Availability And Storage:

Injectable: Each mL contains: prochlorperazine base 5 mg (as the mesylate). Nonmedicinal ingredients: sodium chloride, sodium citrate, sodium sulfite and water for injection. Ampuls of 2 mL, boxes of 10. Protect from light or discoloration may occur. Discard if discolored.

Liquid: Each 5 mL of red liquid contains: prochlorperazine base 5 mg (as the mesylate). Nonmedicinal ingredients: artificial butterscotch flavor, artificial chocolate flavor, artificial cognac flavor, poloxamer, purified water, sodium chloride, sodium citrate and sucrose. Sucrose: 4.0 g/5 mL. Energy: 65.0 kJ (15.5 kcal)/5 mL. Tartrazine-free. Bottles of 100 mL. Protect from light.

Suppositories: Each rectal suppository contains: prochlorperazine base 10 mg. Nonmedicinal ingredients: hydrogenated vegetable glycerides. Tartrazine-free. Boxes of 10. Store in a cool place.

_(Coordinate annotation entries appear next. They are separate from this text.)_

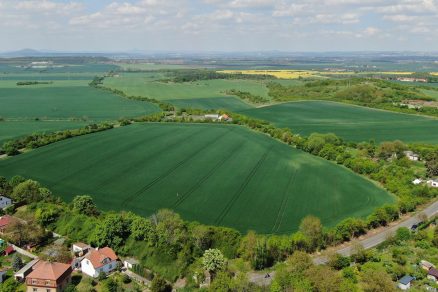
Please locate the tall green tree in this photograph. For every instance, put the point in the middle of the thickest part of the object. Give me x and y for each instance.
(312, 228)
(85, 205)
(213, 261)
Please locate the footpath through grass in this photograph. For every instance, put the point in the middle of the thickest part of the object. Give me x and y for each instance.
(352, 123)
(215, 174)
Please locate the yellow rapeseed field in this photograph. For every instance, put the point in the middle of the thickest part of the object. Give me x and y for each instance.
(281, 74)
(294, 74)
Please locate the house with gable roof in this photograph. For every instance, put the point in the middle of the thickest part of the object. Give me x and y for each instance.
(97, 261)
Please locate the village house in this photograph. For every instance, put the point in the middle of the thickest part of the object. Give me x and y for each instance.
(3, 275)
(433, 275)
(425, 265)
(80, 248)
(405, 282)
(98, 261)
(432, 182)
(26, 270)
(4, 222)
(225, 118)
(412, 156)
(48, 277)
(213, 117)
(129, 263)
(5, 202)
(9, 250)
(417, 181)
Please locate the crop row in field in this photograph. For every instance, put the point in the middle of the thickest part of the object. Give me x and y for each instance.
(223, 174)
(353, 123)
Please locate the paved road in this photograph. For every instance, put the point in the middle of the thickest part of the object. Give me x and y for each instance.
(380, 237)
(367, 243)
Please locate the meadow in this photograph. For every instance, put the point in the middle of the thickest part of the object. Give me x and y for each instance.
(215, 174)
(65, 102)
(205, 94)
(68, 102)
(352, 123)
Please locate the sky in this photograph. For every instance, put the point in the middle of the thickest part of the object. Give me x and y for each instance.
(220, 25)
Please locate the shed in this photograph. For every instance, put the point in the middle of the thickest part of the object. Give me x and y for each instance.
(425, 265)
(405, 282)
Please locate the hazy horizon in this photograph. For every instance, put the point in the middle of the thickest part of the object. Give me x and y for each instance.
(220, 25)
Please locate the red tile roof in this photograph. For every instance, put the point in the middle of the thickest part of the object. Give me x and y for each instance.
(433, 272)
(10, 249)
(5, 220)
(49, 271)
(97, 257)
(81, 245)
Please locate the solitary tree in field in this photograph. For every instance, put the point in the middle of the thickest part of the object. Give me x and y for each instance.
(85, 205)
(311, 227)
(213, 261)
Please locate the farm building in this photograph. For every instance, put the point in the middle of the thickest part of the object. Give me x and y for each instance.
(405, 282)
(5, 202)
(47, 276)
(99, 260)
(412, 156)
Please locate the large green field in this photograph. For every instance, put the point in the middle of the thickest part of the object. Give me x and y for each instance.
(68, 102)
(350, 122)
(64, 103)
(215, 174)
(10, 130)
(204, 94)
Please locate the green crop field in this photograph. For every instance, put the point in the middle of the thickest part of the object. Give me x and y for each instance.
(66, 102)
(147, 85)
(13, 129)
(215, 174)
(350, 122)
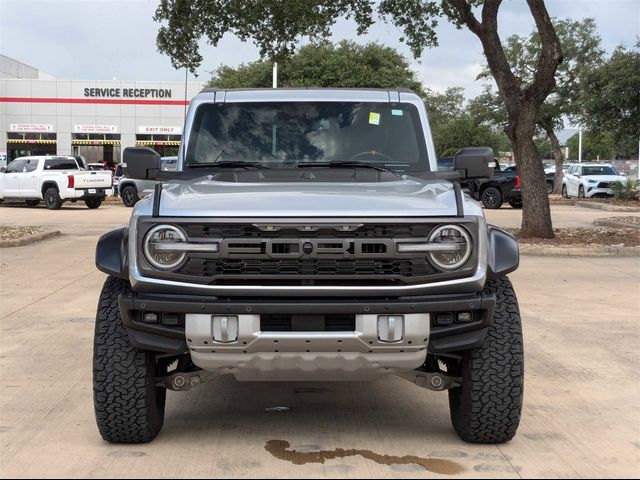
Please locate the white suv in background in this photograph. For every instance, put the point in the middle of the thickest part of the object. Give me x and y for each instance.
(54, 179)
(590, 180)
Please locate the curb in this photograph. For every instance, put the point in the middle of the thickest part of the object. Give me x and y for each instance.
(595, 251)
(603, 222)
(608, 208)
(29, 239)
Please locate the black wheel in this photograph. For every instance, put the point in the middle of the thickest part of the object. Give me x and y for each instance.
(486, 408)
(491, 198)
(52, 198)
(129, 406)
(93, 202)
(129, 196)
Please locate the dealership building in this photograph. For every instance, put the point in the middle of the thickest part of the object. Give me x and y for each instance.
(41, 115)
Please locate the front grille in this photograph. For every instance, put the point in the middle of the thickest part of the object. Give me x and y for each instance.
(231, 267)
(347, 253)
(607, 184)
(251, 231)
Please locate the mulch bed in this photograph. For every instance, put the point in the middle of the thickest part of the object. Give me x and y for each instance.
(628, 237)
(615, 202)
(12, 233)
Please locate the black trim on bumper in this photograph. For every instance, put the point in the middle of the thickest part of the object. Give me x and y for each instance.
(451, 338)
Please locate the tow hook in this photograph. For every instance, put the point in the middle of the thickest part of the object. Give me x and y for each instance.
(431, 380)
(183, 381)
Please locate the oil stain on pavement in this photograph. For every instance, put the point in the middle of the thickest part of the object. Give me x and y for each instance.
(280, 450)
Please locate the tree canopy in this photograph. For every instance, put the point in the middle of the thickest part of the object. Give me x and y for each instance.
(347, 65)
(610, 100)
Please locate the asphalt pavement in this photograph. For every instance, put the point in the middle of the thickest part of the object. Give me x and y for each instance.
(581, 415)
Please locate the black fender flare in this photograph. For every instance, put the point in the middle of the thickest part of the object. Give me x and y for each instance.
(111, 253)
(503, 255)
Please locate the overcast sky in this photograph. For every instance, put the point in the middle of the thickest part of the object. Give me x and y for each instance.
(103, 39)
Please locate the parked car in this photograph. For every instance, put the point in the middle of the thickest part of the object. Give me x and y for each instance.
(503, 186)
(549, 176)
(308, 236)
(97, 166)
(591, 180)
(55, 179)
(132, 190)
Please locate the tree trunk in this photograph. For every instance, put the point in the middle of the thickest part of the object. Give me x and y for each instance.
(559, 157)
(536, 215)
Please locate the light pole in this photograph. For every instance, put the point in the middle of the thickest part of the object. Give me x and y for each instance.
(275, 74)
(580, 146)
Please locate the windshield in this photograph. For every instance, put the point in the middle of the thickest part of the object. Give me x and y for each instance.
(602, 170)
(285, 134)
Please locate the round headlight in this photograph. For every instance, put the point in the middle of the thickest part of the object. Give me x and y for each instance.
(459, 252)
(158, 247)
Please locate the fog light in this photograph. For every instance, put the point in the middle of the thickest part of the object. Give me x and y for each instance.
(171, 319)
(150, 317)
(225, 328)
(443, 319)
(390, 328)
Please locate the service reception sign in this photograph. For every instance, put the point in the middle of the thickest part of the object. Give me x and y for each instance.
(31, 127)
(160, 130)
(95, 128)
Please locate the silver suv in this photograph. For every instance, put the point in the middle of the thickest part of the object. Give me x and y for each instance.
(307, 235)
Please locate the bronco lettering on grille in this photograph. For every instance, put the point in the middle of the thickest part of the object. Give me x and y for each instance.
(307, 248)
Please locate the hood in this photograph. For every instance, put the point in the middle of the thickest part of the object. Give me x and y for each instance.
(408, 196)
(606, 178)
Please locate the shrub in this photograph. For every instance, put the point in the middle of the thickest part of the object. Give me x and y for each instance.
(630, 191)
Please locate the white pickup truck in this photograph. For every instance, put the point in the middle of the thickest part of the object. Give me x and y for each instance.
(54, 179)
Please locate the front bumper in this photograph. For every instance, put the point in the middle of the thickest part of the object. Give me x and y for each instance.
(330, 355)
(80, 193)
(598, 192)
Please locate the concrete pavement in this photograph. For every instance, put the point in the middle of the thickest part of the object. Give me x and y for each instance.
(581, 415)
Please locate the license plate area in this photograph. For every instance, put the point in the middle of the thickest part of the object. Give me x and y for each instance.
(308, 323)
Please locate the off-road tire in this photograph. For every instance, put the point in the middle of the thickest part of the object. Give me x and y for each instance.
(129, 407)
(52, 198)
(491, 198)
(93, 202)
(486, 408)
(129, 196)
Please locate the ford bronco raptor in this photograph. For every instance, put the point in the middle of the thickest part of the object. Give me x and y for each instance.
(306, 234)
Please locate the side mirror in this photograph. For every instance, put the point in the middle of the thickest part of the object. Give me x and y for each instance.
(474, 162)
(141, 163)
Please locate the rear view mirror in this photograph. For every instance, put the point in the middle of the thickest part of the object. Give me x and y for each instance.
(141, 163)
(474, 162)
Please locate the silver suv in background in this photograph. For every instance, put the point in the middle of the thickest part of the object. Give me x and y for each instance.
(132, 190)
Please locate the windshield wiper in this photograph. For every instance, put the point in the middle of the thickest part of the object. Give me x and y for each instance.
(344, 164)
(227, 164)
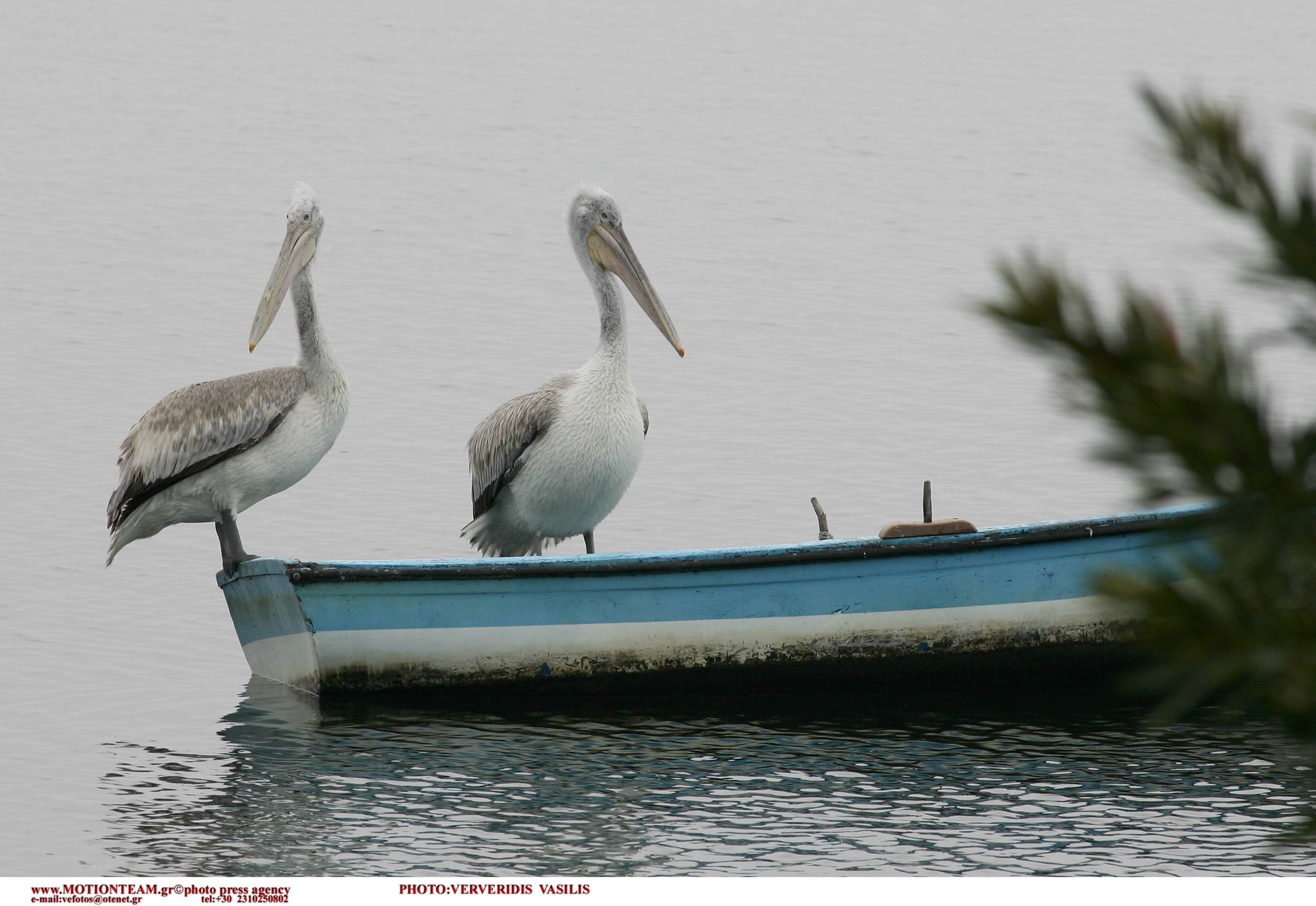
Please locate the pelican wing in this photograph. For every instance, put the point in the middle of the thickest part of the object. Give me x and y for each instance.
(196, 428)
(497, 446)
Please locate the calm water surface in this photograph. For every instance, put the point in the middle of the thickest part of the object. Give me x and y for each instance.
(816, 195)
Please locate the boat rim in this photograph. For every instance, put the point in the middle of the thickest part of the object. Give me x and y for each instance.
(306, 573)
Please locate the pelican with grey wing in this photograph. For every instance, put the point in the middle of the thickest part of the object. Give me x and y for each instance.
(211, 450)
(553, 463)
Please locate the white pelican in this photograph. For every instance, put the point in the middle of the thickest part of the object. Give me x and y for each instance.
(208, 451)
(553, 463)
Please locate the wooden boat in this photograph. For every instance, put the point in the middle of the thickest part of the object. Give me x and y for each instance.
(332, 626)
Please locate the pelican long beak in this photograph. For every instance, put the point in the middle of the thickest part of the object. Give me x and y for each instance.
(299, 246)
(611, 249)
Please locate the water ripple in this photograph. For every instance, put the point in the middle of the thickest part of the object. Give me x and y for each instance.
(708, 787)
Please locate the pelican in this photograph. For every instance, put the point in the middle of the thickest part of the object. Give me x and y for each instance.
(553, 463)
(208, 451)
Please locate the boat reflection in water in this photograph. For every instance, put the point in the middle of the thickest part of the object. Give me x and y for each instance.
(810, 784)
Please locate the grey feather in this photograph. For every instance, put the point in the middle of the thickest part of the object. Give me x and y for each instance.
(499, 441)
(195, 428)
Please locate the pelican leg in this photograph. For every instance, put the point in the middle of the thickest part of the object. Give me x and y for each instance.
(231, 544)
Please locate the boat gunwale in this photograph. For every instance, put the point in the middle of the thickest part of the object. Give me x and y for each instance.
(740, 558)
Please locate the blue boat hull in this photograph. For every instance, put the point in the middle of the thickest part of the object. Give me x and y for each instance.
(373, 625)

Tablets: Each varnished, peach colored tablet contains: prochlorperazine base 5 or 10 mg (as the bimaleate). Nonmedicinal ingredients: acetic anhydride, carnauba wax, cellulose, colloidal silicon dioxide, D&C Yellow No 10, dicalcium phosphate, diethyl phthalate, FD&C Yellow No 6, magnesium stearate, sodium croscarmellose, sodium oleate, titanium dioxide and zein. Tartrazine-free. Bottles of 100 and 500.